In the case of the latest addition to the litany of major projects, Utilitas' announcement yesterday that it would be digging up Liivalaia, a major route in central Tallinn, to put in new pipelines, Svet said that legislation does not permit barring the company from doing so, if it so wished.
The details of this particular work have not been finalized yet, he added.
Nonetheless, taking a car spells long waits in traffic, waiting for public transport means long delays, walking to temporary bus stops, route detours, and in the case of trams full cancellations in some cases – plus the same traffic disruption.
Tempers have sometimes bubbled over too; Hannes Falten at TLT said that car drivers get angry about the amount of space buses, trolleybuses and trams take up, while bus passengers get frustrated by private vehicles being in the same lane with them.
Radically changing the state of affairs is, Falten added, "unfortunately not within our competence".
"At the moment, we are providing the service as it comes.
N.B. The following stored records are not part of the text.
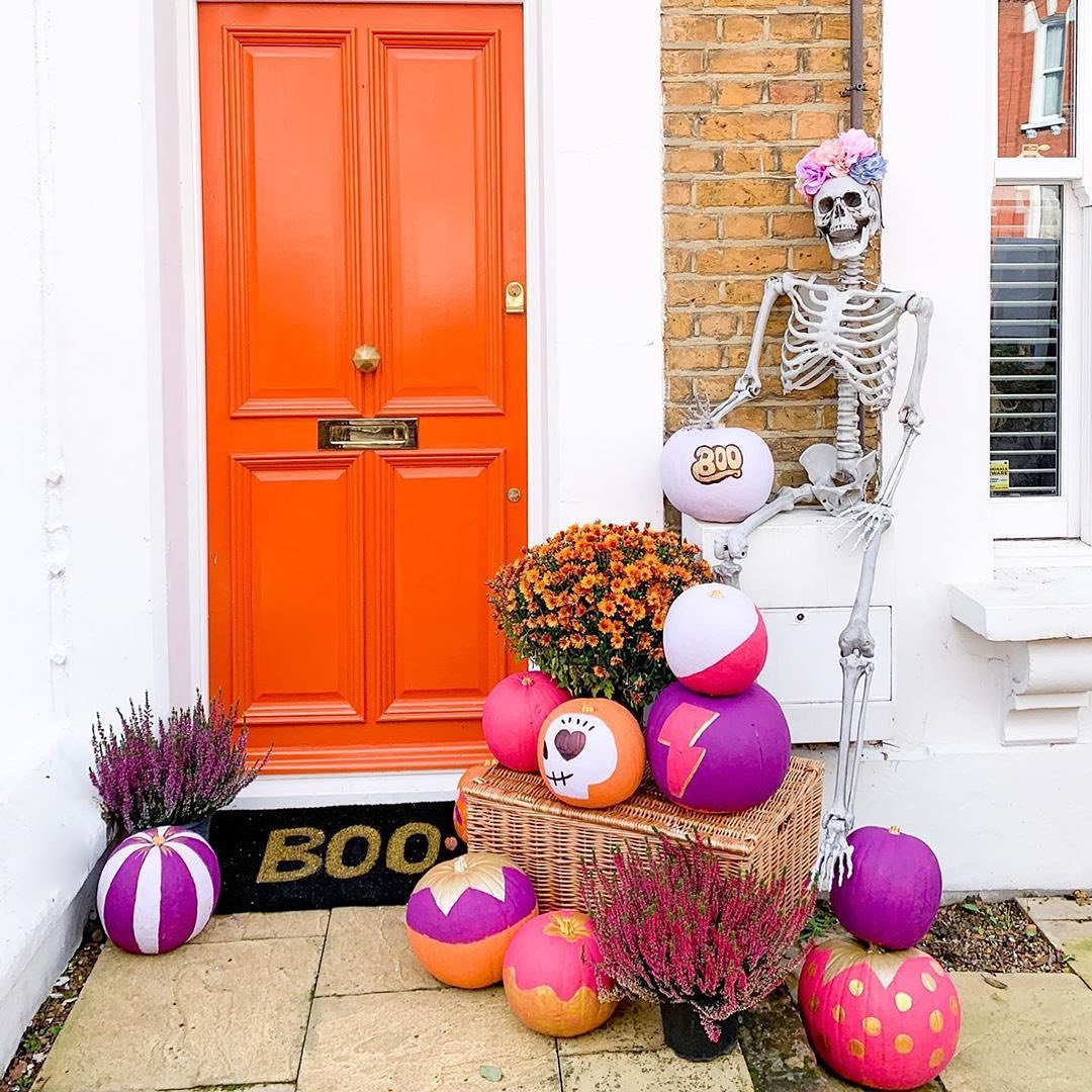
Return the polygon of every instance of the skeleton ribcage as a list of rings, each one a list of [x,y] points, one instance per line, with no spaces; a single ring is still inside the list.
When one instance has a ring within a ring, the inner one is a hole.
[[[795,280],[785,290],[792,304],[781,352],[785,393],[844,377],[866,407],[887,406],[899,363],[902,296]]]

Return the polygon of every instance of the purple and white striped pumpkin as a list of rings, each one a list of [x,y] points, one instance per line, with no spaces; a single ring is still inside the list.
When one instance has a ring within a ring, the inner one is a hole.
[[[179,948],[207,924],[219,898],[213,847],[185,827],[130,834],[98,878],[98,917],[127,952],[153,956]]]

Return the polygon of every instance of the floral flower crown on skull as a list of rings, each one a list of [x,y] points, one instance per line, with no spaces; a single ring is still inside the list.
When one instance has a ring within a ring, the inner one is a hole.
[[[850,129],[812,149],[796,165],[796,191],[810,203],[831,178],[846,175],[863,186],[887,174],[887,159],[864,129]]]

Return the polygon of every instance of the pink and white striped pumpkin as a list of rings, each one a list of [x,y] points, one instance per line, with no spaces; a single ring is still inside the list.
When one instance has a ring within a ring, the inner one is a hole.
[[[207,924],[219,898],[213,847],[185,827],[130,834],[98,878],[98,917],[127,952],[153,956],[179,948]]]

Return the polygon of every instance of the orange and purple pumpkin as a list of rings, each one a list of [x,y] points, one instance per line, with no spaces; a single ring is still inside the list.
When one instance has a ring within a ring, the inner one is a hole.
[[[505,951],[538,909],[531,880],[499,853],[467,853],[434,865],[406,903],[410,947],[449,986],[500,982]]]
[[[543,721],[571,697],[545,672],[517,672],[501,679],[482,710],[482,731],[494,758],[509,770],[534,773]]]
[[[472,765],[460,779],[459,779],[459,793],[455,796],[455,807],[452,814],[452,821],[455,824],[455,833],[465,842],[466,841],[466,794],[463,790],[475,779],[480,778],[490,765],[495,763],[478,762],[477,765]]]
[[[644,776],[644,736],[633,714],[606,698],[558,705],[538,734],[538,771],[551,793],[580,808],[608,808]]]
[[[840,1077],[871,1089],[916,1089],[959,1042],[956,984],[925,952],[828,940],[804,962],[800,1016],[811,1046]]]
[[[591,918],[575,910],[539,914],[512,938],[505,956],[505,996],[542,1035],[583,1035],[605,1023],[617,1001],[601,1001],[602,962]]]
[[[936,854],[898,827],[859,827],[848,843],[853,873],[830,889],[830,909],[842,927],[885,948],[921,943],[940,910]]]

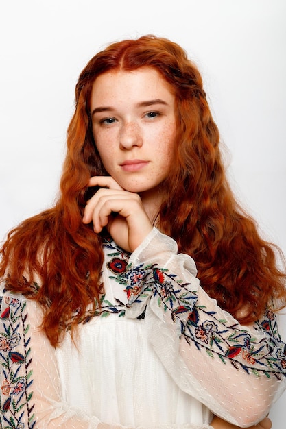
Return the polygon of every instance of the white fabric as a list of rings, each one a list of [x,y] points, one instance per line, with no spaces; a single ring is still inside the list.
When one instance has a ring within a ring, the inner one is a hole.
[[[174,315],[166,308],[170,302],[164,304],[158,294],[150,291],[156,284],[154,280],[147,282],[147,288],[142,280],[141,290],[131,289],[127,296],[126,284],[130,283],[120,284],[119,276],[108,269],[112,251],[118,251],[115,243],[110,245],[104,247],[102,312],[79,326],[74,343],[68,332],[60,346],[52,347],[39,328],[43,315],[38,305],[12,295],[2,285],[3,427],[12,417],[18,419],[18,429],[207,429],[211,420],[207,406],[238,426],[261,420],[285,389],[286,370],[278,378],[268,373],[270,368],[267,375],[259,375],[259,370],[257,375],[254,370],[248,373],[237,367],[239,360],[223,360],[215,351],[211,356],[198,345],[189,344],[185,332],[180,334],[188,313],[174,320]],[[230,327],[235,326],[236,332],[250,333],[259,339],[261,347],[268,347],[272,336],[270,339],[257,326],[239,326],[221,310],[194,277],[195,266],[191,258],[176,252],[175,242],[154,228],[130,258],[120,250],[117,254],[129,264],[127,273],[123,273],[128,279],[134,278],[138,267],[143,270],[156,263],[168,269],[166,273],[188,283],[185,287],[198,297],[198,308],[219,315],[225,331],[230,332]],[[278,335],[274,343],[283,360],[283,345]],[[16,375],[14,379],[12,372]],[[279,372],[278,369],[276,372]],[[22,386],[20,393],[15,390],[17,386],[20,391]],[[22,404],[21,411],[14,412],[13,400]],[[5,411],[4,405],[8,407]]]

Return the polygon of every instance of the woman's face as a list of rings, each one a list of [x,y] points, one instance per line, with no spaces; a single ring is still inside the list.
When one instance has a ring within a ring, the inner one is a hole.
[[[154,69],[110,71],[95,81],[93,133],[105,169],[131,192],[156,193],[172,166],[175,96]]]

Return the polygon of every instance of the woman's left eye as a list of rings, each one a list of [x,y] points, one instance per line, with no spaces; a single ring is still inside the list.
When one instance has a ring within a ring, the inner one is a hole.
[[[100,123],[103,123],[103,124],[110,124],[110,123],[113,123],[114,122],[115,122],[116,119],[115,118],[104,118],[103,119],[100,120]]]
[[[159,115],[160,113],[158,112],[148,112],[147,113],[146,113],[147,117],[150,119],[156,118]]]

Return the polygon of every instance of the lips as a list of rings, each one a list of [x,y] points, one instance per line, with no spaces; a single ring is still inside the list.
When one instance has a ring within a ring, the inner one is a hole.
[[[124,171],[133,172],[143,169],[148,163],[143,160],[126,160],[120,166]]]

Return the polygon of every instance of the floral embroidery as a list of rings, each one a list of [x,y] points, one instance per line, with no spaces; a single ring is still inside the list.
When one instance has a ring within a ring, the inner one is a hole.
[[[241,330],[238,323],[228,324],[215,312],[200,306],[196,293],[190,291],[188,284],[167,269],[160,269],[156,265],[128,265],[125,276],[128,307],[145,307],[148,300],[156,299],[158,306],[178,323],[178,334],[189,345],[204,350],[212,358],[218,356],[224,364],[229,360],[237,369],[242,368],[255,376],[274,375],[278,379],[286,376],[285,345],[271,309],[255,324],[257,331],[265,333],[267,339],[259,340]]]
[[[0,297],[0,423],[3,429],[32,429],[36,424],[25,307],[25,302]],[[25,416],[28,422],[25,426]]]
Some lines have an unhindered schedule, others are experiencing minor delays."
Falten also suggested that Estonian driving culture in any case requires a shake-up, with the need to be more courteous and considerate perhaps even more obvious now, than before.
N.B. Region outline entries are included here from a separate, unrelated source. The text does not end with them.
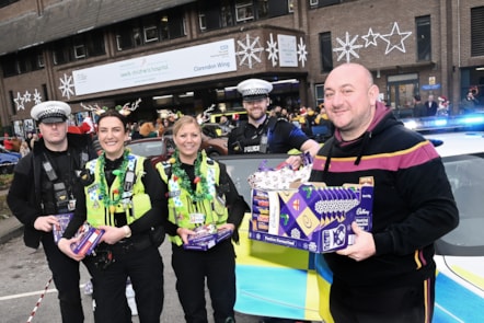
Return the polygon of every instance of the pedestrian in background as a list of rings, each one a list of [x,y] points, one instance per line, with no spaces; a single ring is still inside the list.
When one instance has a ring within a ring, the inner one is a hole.
[[[233,241],[238,242],[238,228],[249,207],[224,164],[200,151],[201,127],[195,117],[182,116],[174,124],[173,140],[176,150],[172,161],[158,164],[158,170],[169,185],[166,232],[172,242],[172,266],[185,321],[208,322],[206,281],[215,323],[235,322],[235,252],[231,240],[207,251],[185,250],[184,244],[204,226],[231,230]]]
[[[429,323],[434,313],[434,242],[459,223],[440,157],[377,102],[361,65],[344,64],[324,82],[334,136],[315,157],[311,182],[374,185],[372,230],[356,222],[353,245],[324,254],[333,272],[335,323]]]
[[[56,215],[74,211],[78,175],[96,157],[89,135],[67,134],[70,113],[70,106],[59,101],[46,101],[32,108],[31,116],[37,122],[42,138],[19,161],[7,196],[12,214],[24,224],[25,245],[43,245],[64,323],[84,322],[79,263],[59,251],[53,226],[59,224]],[[35,137],[36,134],[32,140]]]
[[[163,308],[163,262],[166,185],[149,159],[125,148],[127,119],[107,109],[97,122],[103,153],[85,165],[77,191],[78,208],[58,246],[74,261],[84,259],[92,276],[99,323],[131,322],[126,299],[129,277],[140,323],[160,322]],[[88,221],[105,231],[94,255],[77,254],[71,244]]]

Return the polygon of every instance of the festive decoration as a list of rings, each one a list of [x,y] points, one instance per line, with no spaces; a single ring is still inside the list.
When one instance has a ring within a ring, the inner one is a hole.
[[[125,105],[123,105],[123,106],[116,105],[114,108],[117,112],[119,112],[122,115],[127,116],[131,112],[134,112],[135,109],[138,108],[140,102],[141,102],[141,99],[138,99],[137,101],[132,102],[131,104],[129,104],[129,102],[128,102],[128,103],[125,103]],[[93,113],[95,113],[99,116],[110,109],[107,106],[100,107],[97,104],[85,105],[82,102],[81,102],[81,106],[85,109],[92,111]]]
[[[182,169],[182,163],[180,161],[180,152],[176,149],[173,153],[173,158],[171,160],[174,160],[172,163],[172,174],[173,174],[173,181],[180,182],[178,185],[181,188],[188,192],[189,196],[192,196],[192,199],[197,203],[204,199],[212,199],[211,195],[208,191],[208,184],[207,178],[201,176],[200,172],[200,160],[201,160],[201,152],[197,154],[197,159],[195,160],[195,178],[194,184],[200,185],[200,189],[195,189],[195,192],[192,188],[192,183],[189,182],[188,175],[186,172]]]
[[[122,165],[117,169],[113,171],[113,175],[116,175],[119,178],[119,189],[113,189],[113,199],[111,199],[111,196],[106,189],[106,175],[105,175],[105,171],[104,168],[106,165],[106,153],[103,152],[100,155],[100,170],[101,170],[101,180],[100,180],[100,194],[103,198],[104,201],[104,206],[107,207],[110,209],[110,212],[113,215],[114,211],[116,210],[116,205],[119,203],[119,200],[123,197],[123,194],[125,193],[124,191],[124,183],[125,183],[125,177],[126,177],[126,170],[128,169],[128,155],[129,155],[129,150],[125,150],[125,152],[123,153],[123,163]]]

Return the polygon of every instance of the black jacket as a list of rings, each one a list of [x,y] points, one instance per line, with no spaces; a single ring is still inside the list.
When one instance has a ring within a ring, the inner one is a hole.
[[[369,129],[345,142],[339,132],[314,159],[310,181],[330,186],[374,182],[372,234],[377,254],[355,262],[325,254],[335,277],[348,285],[388,286],[435,275],[434,242],[454,229],[459,212],[434,146],[377,104]]]
[[[81,153],[88,153],[88,160],[96,157],[89,135],[67,134],[68,151],[74,160],[76,169],[81,168]],[[43,231],[34,228],[35,220],[45,216],[42,207],[42,166],[44,153],[49,153],[44,139],[35,142],[34,149],[22,158],[15,166],[12,185],[7,203],[12,214],[24,224],[24,242],[26,246],[37,249]],[[74,170],[72,170],[73,172]],[[49,233],[50,234],[50,233]]]

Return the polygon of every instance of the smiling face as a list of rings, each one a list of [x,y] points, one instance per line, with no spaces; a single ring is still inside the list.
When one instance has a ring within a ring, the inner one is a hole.
[[[180,152],[180,160],[193,164],[201,146],[201,128],[191,116],[183,116],[173,126],[173,140]]]
[[[54,124],[38,124],[45,146],[53,151],[67,149],[67,122]]]
[[[335,68],[324,82],[324,107],[344,140],[361,136],[371,124],[379,90],[360,65]]]
[[[124,123],[116,116],[100,118],[97,138],[101,147],[110,160],[118,159],[125,151],[125,141],[128,140]]]
[[[255,124],[262,123],[266,116],[268,104],[268,97],[254,101],[243,101],[244,108],[247,112],[249,122]]]

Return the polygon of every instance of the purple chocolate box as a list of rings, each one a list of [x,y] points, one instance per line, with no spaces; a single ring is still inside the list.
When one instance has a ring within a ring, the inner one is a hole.
[[[309,183],[295,189],[253,189],[249,238],[314,253],[334,252],[354,243],[353,221],[371,231],[372,201],[371,185]],[[268,205],[268,211],[261,212],[256,207],[261,205]]]

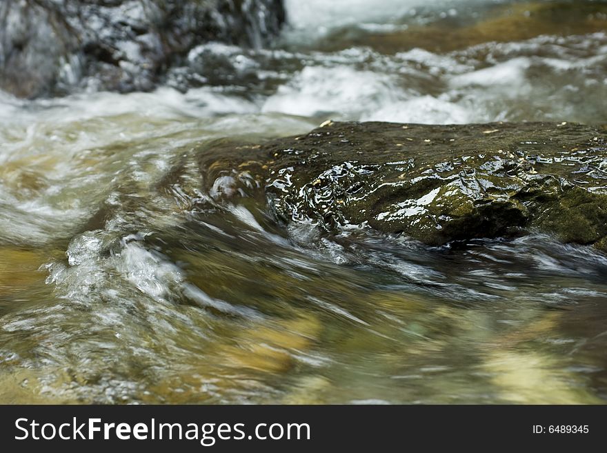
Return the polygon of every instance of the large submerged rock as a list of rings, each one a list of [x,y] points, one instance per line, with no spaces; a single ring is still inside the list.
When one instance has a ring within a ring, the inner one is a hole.
[[[2,0],[0,89],[150,90],[196,46],[259,47],[284,19],[281,0]]]
[[[437,245],[529,230],[607,250],[605,130],[562,123],[330,123],[266,144],[285,222]]]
TLT has, since the Old City Harbor tram extension began last month, reviewed its public transport schedule and delays, via GPS devices every bus, tram and trolleybus is equipped with.
Vladimir Svet added that since summer is often quieter in the capital (with the schools and universities out, people on vacation and often out of the city altogether, at their country retreats-ed.) more progress can be made then, hence the rationale in starting much of the work in April and May, though even then, the disruption will overrun far beyond the end of summer.
TLT does not operate the sole public transport to be found in the capital – county line buses linking the city to the commuter belt and beyond, and inter-city, and international, long-distance buses also start and end their journeys in central Tallinn.